After years of an investigation, authorities caught up with a man who they said gave money to and spent time with terrorists overseas.

CHARLOTTE, N.C. — A Virginia man who federal authorities said sympathized with terrorist organizations was arrested when he arrived from the Middle East at Charlotte Douglas International Airport.

On Thursday, Waqar Ul-Hassan sat in the Mecklenburg County jail. He's facing federal charges of making false statements involving terrorism, according to a criminal complaint. 

Agents said Hassan met with detectives and was interviewed multiple times over the past few years. 

Hassan, a Pakistan native, moved to the U.S. when he was 15 years old. He and his family moved to Glade Spring, Virginia in the early 2000s, according to a criminal complaint. 
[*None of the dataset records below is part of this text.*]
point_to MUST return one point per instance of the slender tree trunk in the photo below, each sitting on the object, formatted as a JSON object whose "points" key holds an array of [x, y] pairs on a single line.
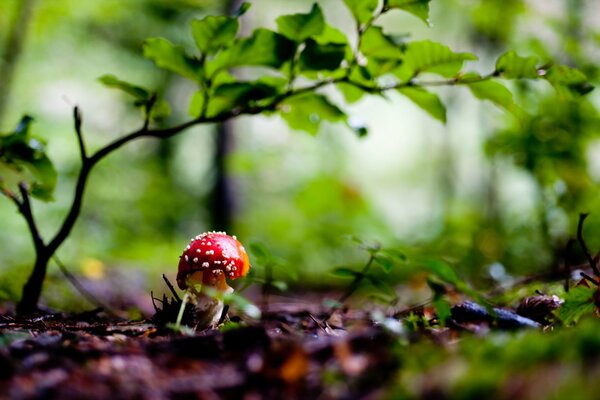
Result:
{"points": [[222, 203]]}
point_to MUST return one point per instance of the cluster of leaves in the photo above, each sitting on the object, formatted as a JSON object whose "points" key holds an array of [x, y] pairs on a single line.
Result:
{"points": [[23, 159], [306, 46]]}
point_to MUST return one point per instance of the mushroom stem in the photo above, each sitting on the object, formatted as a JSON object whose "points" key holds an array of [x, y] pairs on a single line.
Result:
{"points": [[208, 288]]}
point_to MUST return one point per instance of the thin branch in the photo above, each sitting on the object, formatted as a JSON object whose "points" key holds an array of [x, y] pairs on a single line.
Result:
{"points": [[171, 288], [77, 119], [589, 278], [148, 110], [568, 252], [584, 248], [25, 209]]}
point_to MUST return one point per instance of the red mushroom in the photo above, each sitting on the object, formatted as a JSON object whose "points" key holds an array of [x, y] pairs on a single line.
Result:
{"points": [[207, 261]]}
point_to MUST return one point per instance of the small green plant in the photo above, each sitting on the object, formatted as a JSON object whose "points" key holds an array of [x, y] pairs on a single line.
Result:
{"points": [[300, 59]]}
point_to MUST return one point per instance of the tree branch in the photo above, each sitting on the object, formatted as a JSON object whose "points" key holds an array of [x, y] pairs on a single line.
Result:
{"points": [[77, 118]]}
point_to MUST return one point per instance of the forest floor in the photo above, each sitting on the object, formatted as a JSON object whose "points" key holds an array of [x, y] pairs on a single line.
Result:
{"points": [[300, 351]]}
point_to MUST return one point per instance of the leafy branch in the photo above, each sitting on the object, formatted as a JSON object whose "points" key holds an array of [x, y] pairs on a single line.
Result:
{"points": [[304, 45]]}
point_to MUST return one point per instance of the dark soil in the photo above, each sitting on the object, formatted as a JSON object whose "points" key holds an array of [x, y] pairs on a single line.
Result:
{"points": [[288, 354]]}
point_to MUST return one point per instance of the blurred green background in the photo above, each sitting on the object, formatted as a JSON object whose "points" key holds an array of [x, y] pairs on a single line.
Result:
{"points": [[494, 197]]}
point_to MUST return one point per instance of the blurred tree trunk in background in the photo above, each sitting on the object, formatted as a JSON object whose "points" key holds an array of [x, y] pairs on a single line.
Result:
{"points": [[15, 38]]}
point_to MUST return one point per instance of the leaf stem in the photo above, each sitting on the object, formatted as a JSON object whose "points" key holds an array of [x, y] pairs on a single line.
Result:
{"points": [[584, 248]]}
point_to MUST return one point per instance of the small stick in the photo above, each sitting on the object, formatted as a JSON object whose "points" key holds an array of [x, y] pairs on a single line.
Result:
{"points": [[171, 288], [584, 248], [568, 252], [589, 278], [77, 120]]}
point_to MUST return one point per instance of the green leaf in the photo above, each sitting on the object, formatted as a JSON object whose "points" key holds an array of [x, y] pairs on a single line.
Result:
{"points": [[495, 92], [430, 102], [196, 104], [305, 112], [568, 80], [350, 92], [382, 287], [172, 58], [261, 252], [362, 10], [419, 8], [160, 110], [579, 301], [23, 159], [263, 48], [442, 309], [316, 57], [299, 27], [229, 96], [242, 10], [331, 35], [512, 66], [432, 57], [385, 262], [214, 32], [377, 44], [129, 88], [343, 272]]}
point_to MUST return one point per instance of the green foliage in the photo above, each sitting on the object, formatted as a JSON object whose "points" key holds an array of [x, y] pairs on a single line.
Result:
{"points": [[307, 111], [300, 27], [494, 92], [262, 48], [172, 58], [213, 33], [419, 8], [428, 101], [362, 10], [579, 301], [436, 58], [511, 66], [23, 159], [159, 108]]}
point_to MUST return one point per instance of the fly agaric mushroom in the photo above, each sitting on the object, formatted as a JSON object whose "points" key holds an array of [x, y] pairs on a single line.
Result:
{"points": [[206, 262]]}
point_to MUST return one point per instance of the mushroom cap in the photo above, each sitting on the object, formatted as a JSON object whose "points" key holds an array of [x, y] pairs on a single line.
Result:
{"points": [[214, 252]]}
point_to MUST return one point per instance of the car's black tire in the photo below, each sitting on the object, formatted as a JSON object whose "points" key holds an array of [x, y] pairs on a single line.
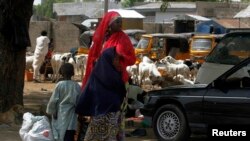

In 2014, federal investigators got word that Hassan was allegedly in contact with terrorist organizations overseas. At the time, Hassan was back living in Pakistan, according to the FBI. 

When he returned, court documents said Hassan was interviewed by detectives and told authorities he didn't know any terrorists, nor did he aid them in any way. 

In subsequent interviews, the FBI said Hassan said similar statements. 

However, Hassan then admitted to authorities that he lied and was in contact with two terrorist organizations, ISIS and Jaish-e-Mohammad, according to the complaint. 

"Every little case has to be dealt with. You cannot pass people by because that has happened so many times in Europe and they turned out to be hardcore terrorists who committed violent acts," said Chris Swecker, former assistant director of the FBI's Charlotte office. 

The criminal complaint details how Hassan spent two to three days staying with terrorists overseas and gave them roughly $400 to $500. 

Hassan also told investigators he wanted help ISIS as well. 

The complaint stated, "because he was angry about what was happening to Muslims around the world, he was serious about sending $175 to the Jihadists in Syria."

Hassan added he, "did not send the money because he did not have a way to get the money there."

If convicted, Hassan could face up to eight years in prison.